Making room for new things seems to be dominating my life lately. I am redoing a room by selling everything in it and making room for a newer, more simplistic look. I'm having a garage sale and emptying at least 20 more of those plastic bins that I have dragged through three houses and one apartment, across two states. I have been praying for a heart makeover, allowing new thoughts and ideas to take hold within me. (Again, the teacher in me says to start with the concrete and move with it to the abstract – try to teach a five year old the concept of time, and you will quicky understand.)
I have been praying fervently, and almost, at times, violently for a new, different, better, me for months now. At times I'd get so mad at God because He doesn't seem to hear me. I wake up day after day with the same heaviness. I ask God for peace and understanding, but to no avail. Then, today, he dropped the answer off the Internet into my lap:
"We must learn to let go, give up, to make room for the things we have prayed for and desired." ~ Charles Fillmore
Instead of an "ah..ha" moment, this was more like a "duh" moment. I can see God saying "I have all this new stuff you asked for sitting right here to give you, but where would you like me to put it?" There are so many things taking up precious room in my mind and my thoughts, that God couldn't give me a blessing if He tried – I left no room to absorb anymore.
Once again I am brought back to the topic of letting go. Somehow, I always end up here. I love the concept, but have difficulty doing it, or for that matter, figuring out HOW to do it. So much so, that I get frustrated and give up more times than not. And just when I want to give up, another little burst of wisdom crosses my path:
"The secret of life though, is to fall down seven times, and get up eight times."
~ Paulo Coelo
I have been obsessing for months over someone's unfair criticism of me. This has taken precious time and strength away from other areas of my life. Being a martyr was somewhat gratifying, but it caused me to hang onto anger, resentment and make up things in my mind that don't even exist in reality. Not only is this non-productive, but it fills me with more and more anxiety and if I don't let go of even some of this, there will no room for all I have asked God for.
I always looked at "letting go" as leaving an empty cavern inside me, and somehow that was more scary than being full and occupied with all my mind was drumming up. I was sabotaging my own prayers and poor God could only stand there holding all the blessings he had for me, shaking His head sadly, because God is a teacher. He knows He can't force me to "let go" and let Him work. It has to come from within me or it wouldn't mean anything. All good teachers know this. Good teachers coach, support, encourage, soothe, and, at times, carry the yoke for a few steps giving the student time to catch their breath, but they never take away the responsibility for learning from the student. And God has been a great teacher, but now it's my turn to step up to the plate.

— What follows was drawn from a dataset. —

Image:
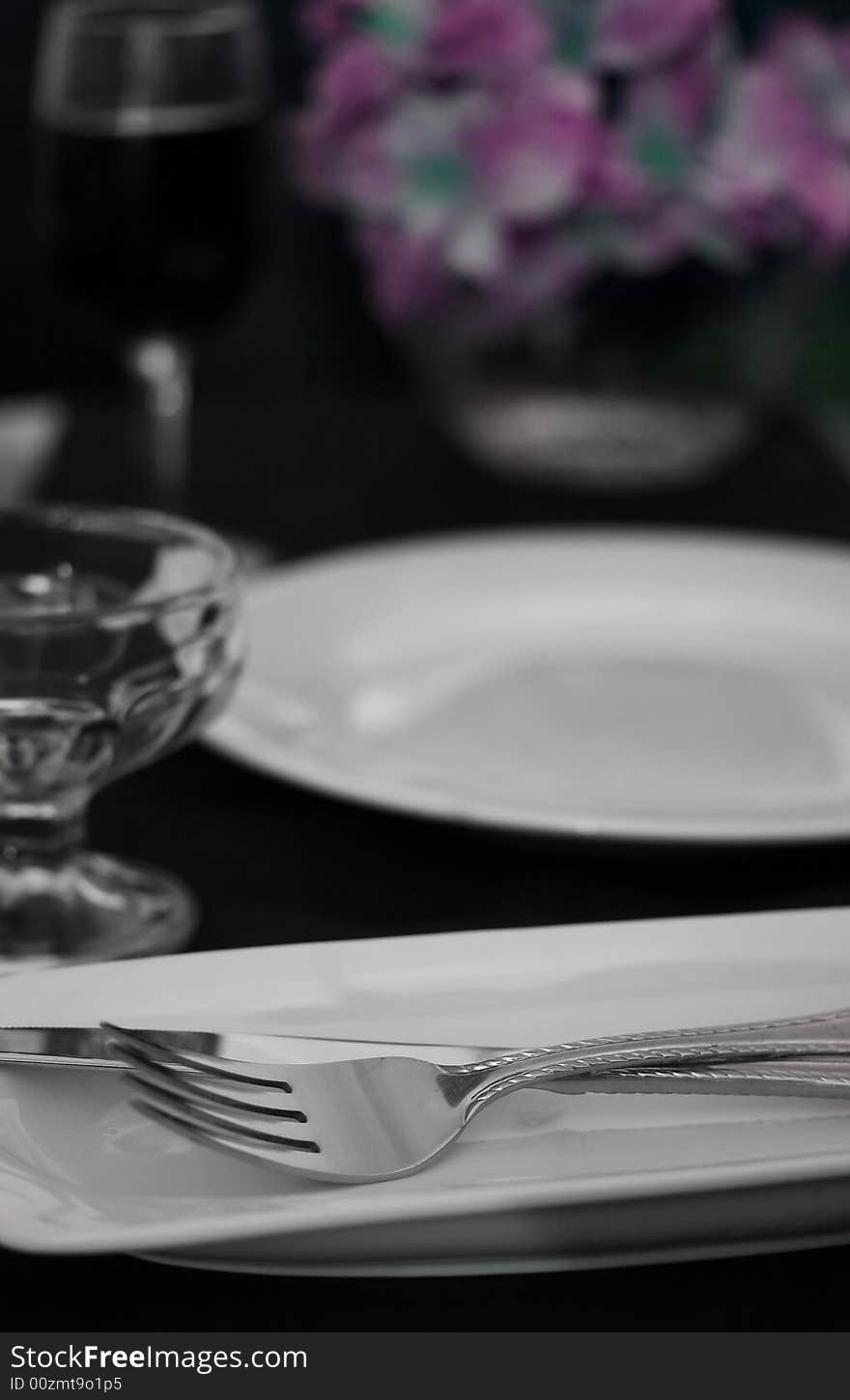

I need to go down to the basement and bring up that last bin hiding in the corner by the furnace. I need to open it and put it's contents out in the garage sale. Spring is a time of renewal. Time to let go of all my old ways of thinking and operating, and make room for all the new blessings God has been so patiently holding for me.
And so, as another day goes by, who knew letting go really meant making room? And…I have written.